La decisione impugnata risulta, perciò, immune dai vizi denunciati.
3. In conclusione, il ricorso va rigettato.
Le spese seguono la soccombenza nella misura liquidata in dispositivo.
Va dato atto della sussistenza dei presupposti processuali per il versamento, da parte della ricorrente, ai sensi del D.P.R. 30 maggio 2002, n. 115, art. 13, comma 1 quater, nel testo introdotto dalla L. 24 dicembre 2012, n. 228, art. 1, comma 17, di un ulteriore importo a titolo di contributo unificato, in misura pari a quello, ove dovuto, per il ricorso, a norma dello stesso art. 13, comma 1 bis (Cass.

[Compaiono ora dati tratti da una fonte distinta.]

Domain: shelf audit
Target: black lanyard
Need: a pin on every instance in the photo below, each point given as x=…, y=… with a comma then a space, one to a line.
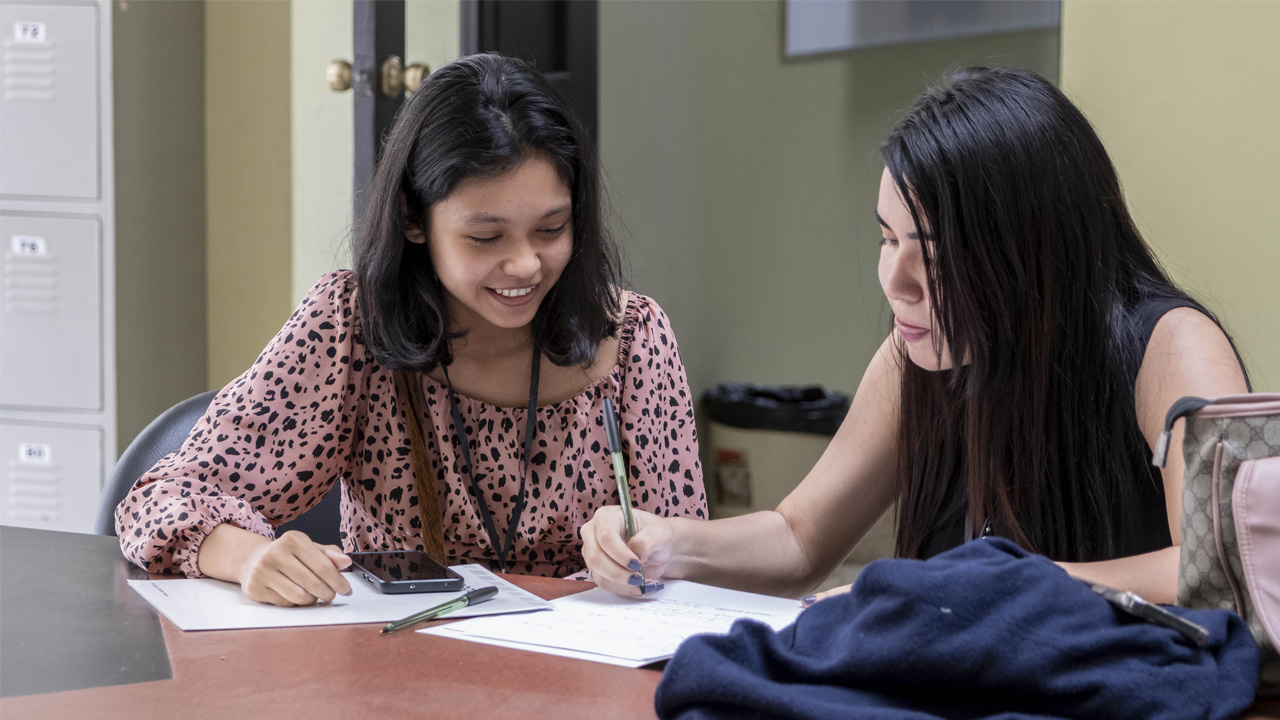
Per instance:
x=460, y=427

S.U. n. 23535 del 20/9/2019).
PQM
– Rigetta il ricorso;
– Condanna la ricorrente alla rifusione delle spese del giudizio di legittimità che liquida in Euro 5.400,00=, oltre Euro 100,00= per esborsi, spese generali liquidate forfettariamente nella misura del 15%, ed accessori di legge;
– Dà atto, ai sensi del D.P.R. 30 maggio 2002, n. 115, art. 13, comma 1 quater, della sussistenza dei presupposti processuali per il versamento, da parte della ricorrente, dell’ulteriore importo a titolo di contributo unificato pari a quello, ove dovuto, per il ricorso, a norma dello stesso art. 13, comma 1 bis.
Così deciso in Roma, il 16 novembre 2021.